Outsourcing the America’s difficult war to Afghans
US Defence Secretary, Robert Gates, has asserted that the ongoing war in Afghanistan is not “America’s war”, but is “an Afghan war”.
"We would be making a terrible mistake if this ends up being called America's war,” Gates was quoted by the AFP on 1 November.
I think Gates’ assertion marks a watershed in the post-9/11 so called “War on Terror”. It also seems to me that the outgoing Bush Administration has decided to inherit its “War on Terror” to its Afghan ally, Mr. Karzai.
Mr. Gates might have forgotten the fact that the very post-Taliban Afghanistan has been a product of US adventurism, blunders and the cheap state-building.
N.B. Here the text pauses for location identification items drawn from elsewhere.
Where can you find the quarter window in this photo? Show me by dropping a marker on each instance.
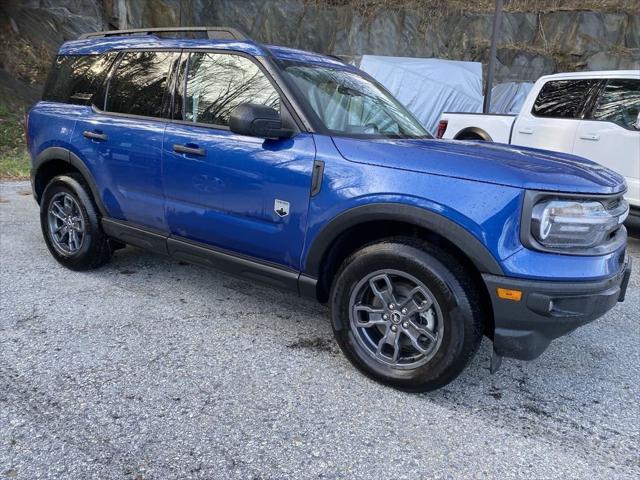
(563, 98)
(619, 103)
(77, 79)
(139, 84)
(217, 83)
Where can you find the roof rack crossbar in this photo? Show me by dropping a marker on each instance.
(219, 33)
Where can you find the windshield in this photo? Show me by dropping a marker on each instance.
(350, 104)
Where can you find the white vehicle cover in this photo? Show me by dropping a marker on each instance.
(429, 86)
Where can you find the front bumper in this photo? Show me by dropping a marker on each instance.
(548, 310)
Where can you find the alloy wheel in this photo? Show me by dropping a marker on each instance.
(396, 319)
(66, 223)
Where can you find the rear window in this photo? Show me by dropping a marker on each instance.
(139, 84)
(77, 79)
(619, 102)
(564, 98)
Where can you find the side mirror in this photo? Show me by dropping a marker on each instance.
(257, 121)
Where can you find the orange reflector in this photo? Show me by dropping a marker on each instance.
(508, 294)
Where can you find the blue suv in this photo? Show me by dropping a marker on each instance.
(302, 172)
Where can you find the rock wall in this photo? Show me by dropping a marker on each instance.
(533, 41)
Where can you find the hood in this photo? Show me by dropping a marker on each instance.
(495, 163)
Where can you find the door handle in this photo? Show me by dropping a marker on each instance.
(590, 136)
(94, 135)
(195, 150)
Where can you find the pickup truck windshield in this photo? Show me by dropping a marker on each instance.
(350, 104)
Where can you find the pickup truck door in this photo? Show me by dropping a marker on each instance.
(610, 135)
(551, 121)
(231, 192)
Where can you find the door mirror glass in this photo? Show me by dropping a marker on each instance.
(257, 121)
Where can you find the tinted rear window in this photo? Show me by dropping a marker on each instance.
(564, 98)
(77, 79)
(619, 102)
(139, 83)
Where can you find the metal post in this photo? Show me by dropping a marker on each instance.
(492, 56)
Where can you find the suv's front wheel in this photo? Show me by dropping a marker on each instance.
(405, 314)
(71, 226)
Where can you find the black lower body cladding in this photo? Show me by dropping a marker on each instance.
(548, 310)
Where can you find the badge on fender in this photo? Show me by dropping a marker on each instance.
(281, 207)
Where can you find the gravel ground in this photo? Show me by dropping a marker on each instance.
(151, 369)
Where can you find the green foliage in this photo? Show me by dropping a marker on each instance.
(14, 160)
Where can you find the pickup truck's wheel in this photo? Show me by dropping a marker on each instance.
(71, 226)
(404, 313)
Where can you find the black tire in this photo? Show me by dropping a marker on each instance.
(94, 250)
(448, 282)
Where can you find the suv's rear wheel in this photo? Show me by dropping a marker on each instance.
(71, 226)
(405, 314)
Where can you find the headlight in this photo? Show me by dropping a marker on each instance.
(565, 224)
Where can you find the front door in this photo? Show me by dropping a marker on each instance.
(243, 194)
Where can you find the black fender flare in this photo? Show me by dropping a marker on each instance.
(483, 260)
(61, 153)
(474, 131)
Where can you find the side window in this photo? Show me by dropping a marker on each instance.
(563, 98)
(138, 85)
(77, 79)
(619, 103)
(217, 83)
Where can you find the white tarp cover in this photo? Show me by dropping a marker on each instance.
(429, 86)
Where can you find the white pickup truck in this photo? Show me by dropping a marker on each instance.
(592, 114)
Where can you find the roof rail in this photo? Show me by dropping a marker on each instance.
(219, 33)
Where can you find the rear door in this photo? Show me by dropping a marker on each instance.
(242, 194)
(552, 121)
(610, 135)
(121, 141)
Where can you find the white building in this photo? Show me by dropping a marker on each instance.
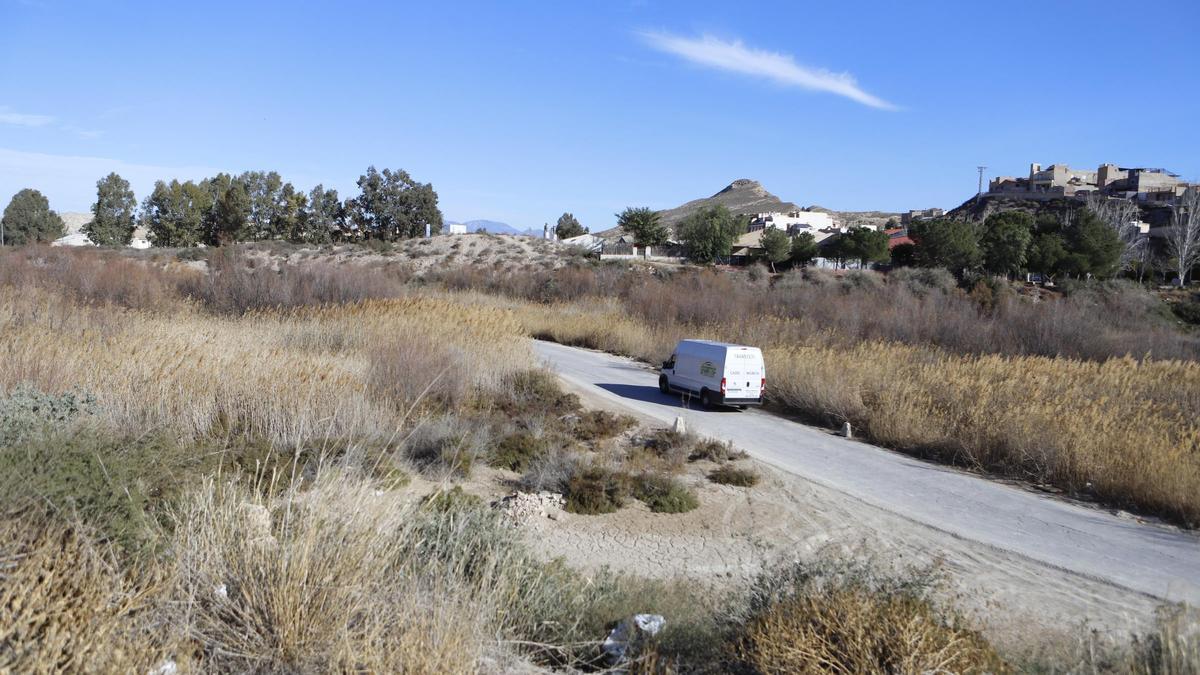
(792, 221)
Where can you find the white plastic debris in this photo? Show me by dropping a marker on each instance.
(166, 668)
(629, 632)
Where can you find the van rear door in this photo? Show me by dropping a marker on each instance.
(743, 372)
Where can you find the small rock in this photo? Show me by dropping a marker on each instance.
(520, 508)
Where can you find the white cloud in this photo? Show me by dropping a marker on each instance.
(736, 57)
(69, 181)
(23, 119)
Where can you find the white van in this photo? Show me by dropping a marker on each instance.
(715, 372)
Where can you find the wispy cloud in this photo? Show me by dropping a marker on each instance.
(89, 133)
(7, 115)
(783, 69)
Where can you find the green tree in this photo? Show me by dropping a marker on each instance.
(1093, 246)
(904, 255)
(28, 219)
(777, 246)
(804, 249)
(292, 216)
(393, 205)
(569, 226)
(228, 220)
(175, 213)
(951, 244)
(709, 233)
(327, 215)
(864, 245)
(643, 225)
(265, 192)
(1047, 252)
(1005, 242)
(114, 214)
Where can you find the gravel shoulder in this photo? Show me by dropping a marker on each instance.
(1014, 557)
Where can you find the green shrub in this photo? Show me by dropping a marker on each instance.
(595, 490)
(517, 451)
(439, 447)
(191, 255)
(27, 412)
(676, 447)
(120, 487)
(1188, 310)
(835, 617)
(671, 446)
(535, 392)
(664, 494)
(730, 475)
(594, 425)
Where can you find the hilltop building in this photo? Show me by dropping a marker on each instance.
(921, 214)
(1060, 180)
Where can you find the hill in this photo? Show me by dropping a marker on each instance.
(742, 196)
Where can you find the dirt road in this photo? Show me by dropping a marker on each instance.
(1033, 550)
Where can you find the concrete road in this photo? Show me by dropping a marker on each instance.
(1117, 549)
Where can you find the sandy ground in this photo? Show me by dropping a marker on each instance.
(737, 531)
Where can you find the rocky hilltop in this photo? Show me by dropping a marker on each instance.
(742, 196)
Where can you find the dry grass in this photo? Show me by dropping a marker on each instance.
(852, 625)
(65, 605)
(329, 581)
(293, 376)
(1122, 430)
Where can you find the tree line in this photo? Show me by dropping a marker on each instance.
(227, 209)
(1097, 239)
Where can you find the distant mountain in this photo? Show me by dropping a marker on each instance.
(497, 227)
(742, 196)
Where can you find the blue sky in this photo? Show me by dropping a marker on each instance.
(521, 111)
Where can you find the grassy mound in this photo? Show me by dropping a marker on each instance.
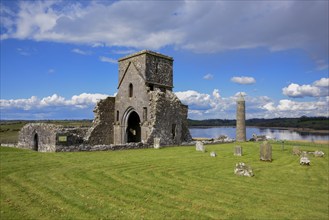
(173, 183)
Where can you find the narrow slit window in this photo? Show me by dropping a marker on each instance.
(131, 90)
(145, 113)
(173, 131)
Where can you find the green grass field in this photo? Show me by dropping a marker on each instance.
(171, 183)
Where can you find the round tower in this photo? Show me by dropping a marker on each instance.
(241, 119)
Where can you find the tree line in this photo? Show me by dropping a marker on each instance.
(316, 123)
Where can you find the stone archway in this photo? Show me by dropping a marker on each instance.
(36, 142)
(133, 130)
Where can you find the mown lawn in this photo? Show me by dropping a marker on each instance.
(172, 183)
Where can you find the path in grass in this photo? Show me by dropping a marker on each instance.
(175, 183)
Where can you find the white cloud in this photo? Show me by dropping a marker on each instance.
(124, 51)
(107, 59)
(243, 80)
(201, 106)
(318, 89)
(321, 64)
(81, 52)
(289, 108)
(296, 91)
(83, 100)
(183, 24)
(323, 82)
(208, 76)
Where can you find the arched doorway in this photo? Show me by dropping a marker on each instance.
(36, 142)
(133, 128)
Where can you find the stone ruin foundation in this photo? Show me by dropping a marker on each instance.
(145, 109)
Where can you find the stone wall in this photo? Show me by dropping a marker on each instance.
(70, 137)
(168, 119)
(112, 147)
(101, 131)
(241, 120)
(159, 70)
(38, 136)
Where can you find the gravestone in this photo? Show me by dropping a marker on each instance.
(238, 151)
(199, 146)
(296, 151)
(213, 154)
(266, 151)
(157, 143)
(241, 169)
(304, 161)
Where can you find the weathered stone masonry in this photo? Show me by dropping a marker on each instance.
(144, 108)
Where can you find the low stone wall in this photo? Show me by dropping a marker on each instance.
(75, 148)
(38, 136)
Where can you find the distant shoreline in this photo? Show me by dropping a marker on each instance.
(300, 130)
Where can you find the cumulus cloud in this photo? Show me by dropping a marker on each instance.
(323, 82)
(83, 100)
(81, 52)
(318, 89)
(201, 106)
(208, 76)
(243, 80)
(289, 108)
(183, 24)
(107, 59)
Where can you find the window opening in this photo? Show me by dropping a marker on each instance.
(131, 88)
(144, 113)
(173, 130)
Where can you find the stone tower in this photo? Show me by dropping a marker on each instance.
(145, 106)
(241, 119)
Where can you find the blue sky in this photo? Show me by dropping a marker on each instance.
(58, 58)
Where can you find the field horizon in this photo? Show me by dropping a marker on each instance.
(173, 182)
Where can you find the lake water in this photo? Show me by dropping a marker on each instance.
(275, 133)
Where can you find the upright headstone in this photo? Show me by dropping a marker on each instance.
(266, 151)
(318, 153)
(304, 161)
(238, 151)
(199, 146)
(296, 151)
(241, 169)
(156, 143)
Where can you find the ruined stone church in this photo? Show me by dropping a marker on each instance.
(144, 108)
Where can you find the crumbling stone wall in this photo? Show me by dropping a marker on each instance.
(101, 131)
(70, 137)
(168, 119)
(38, 136)
(159, 70)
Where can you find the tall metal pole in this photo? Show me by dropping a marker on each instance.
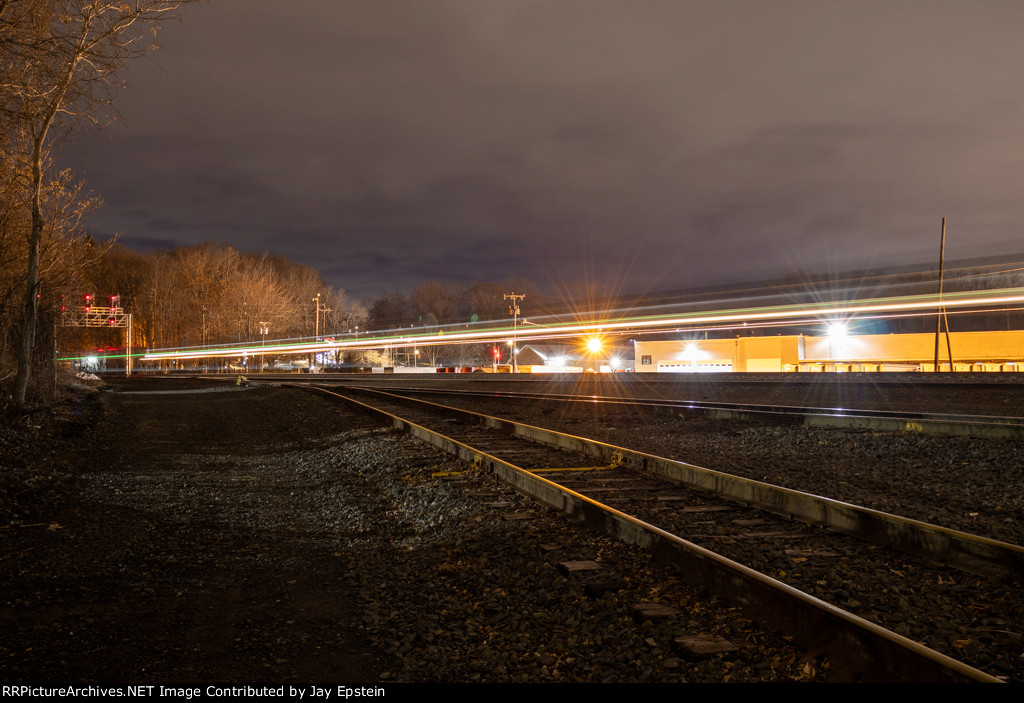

Not only is the current war in Afghanistan a purely US manufacture, but the country has been a playground for US interventionism since 1978. The Taliban, the Mujahideen, the warlords, the narco-industry, the ineptitude Karzai and many other scourges in today’s Afghanistan are made-in-USA.
In 2002-2003 Afghanistan was widely labeled a “good war” which tempted the Europeans to step in. The easy-and-good war in Afghanistan also prompted George W. Bush to initiate the Iraq catastrophe.
Now as the war has become tough and the Europeans and Canadians have begun doubting the very rationale of their engagement, the Americans want to sell it to the Afghans. The Americans think they won the good war in 2002 and the current bad war, the bloodier one, is of Afghans.
Mr. Gates! The real war has just broke out in Afghanistan with over 10 million food-insecure population, thousands of civilian casualties, numerous warlords, endemic corruption, dozens of ineptitude puppets, skyrocketing organized crimes and millions of destitute and desperate people.
Does America have the guts to win this war?
It would be easy and cheap to scapegoat Afghans in this war, again as in 1980s.
It requires much more than the B52s, the Special Forces, the Guantanamo and the aerial strikes. It requires humanity, sympathy, responsibility, commitment, honesty and many other little things which the Pentagon may consider petty.